The one issue I have now is that the old configuration didn’t have a s3_cdn_url so those images are still linked directly to the bucket (not cdn) in posts. Rebaking doesn’t help. New uploads are properly linked to the CDN. You can’t fix this by setting DISCOURSE_S3_ENDPOINT: '' because that has no effect, so after restoring the database, I had to clear the SiteSetting. That’s not so bad, but it took me a bunch of rebuilds to figure that out.

The old configuration didn’t have an S3 CDN defined.
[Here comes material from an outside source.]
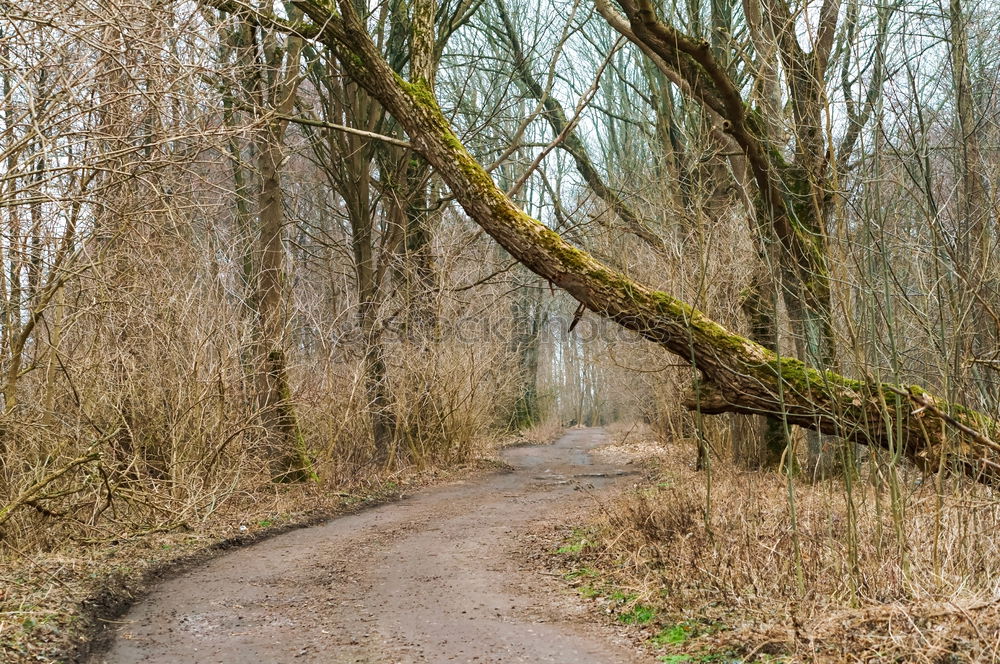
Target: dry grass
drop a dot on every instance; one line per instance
(52, 603)
(858, 579)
I can fix this by rebaking all of the 1250 posts. that have the bucket URL/hostname in them, but this causes all of those images to be downloaded and optimized (the old server is running 2.7.0.beta5, so I thought that it would have some recent re-optimizations already done?). This slams (load average 10-20) my poor 2GB server (with Postgres and redis on RDS and elasticache) for quite a while. I guess I might need a bigger EC2 for this site anyway, but I’m still a bit surprised that this rebake brings the server to its knees (500 errors in the UX).

Should I instead contrive to do a replacement from bucket-hostname to CDN-url in cooked in those posts?

@pfaffman Thanks for leading me here.
But my problem is compounded in the last 2 steps.

Current Problem: Some of my images are missing but displaying small icons in their places. If I hover pointer on them, they show ‘olds3bucket’ address on them. But when I click on them, they do show correctly in full size, and now the path of ‘news3bucket’ is displayed in the url bar.

  1. Mainly you’ve told to sync old bucket’s data to new bucket, which I’ve already done successfully.
  2. Then fill the new bucket’s settings in the discourse Web UI, which I’m already using for a year.
  3. Now you say to ‘remap’ the old bucket url with the new. And then rebake. Here is the problem. When I do this, (or even if I ‘rebake’, or even if ‘Rebuild Html’ from post settings menu, with or without doing the ‘remap’ step first), those of my images which were showing just as an icon, disappear completely. Only a ‘white-space’ is shown in their place. So I revert/restore immediately.

Thanks once again.
(I’ve a very small website, and like wise have…).

rclone is a good tool which can sync to multiple backends. we currently use it for backups.

Hey Jay,

Sorry to bump this but have you made any more headway on the guide? Thanks!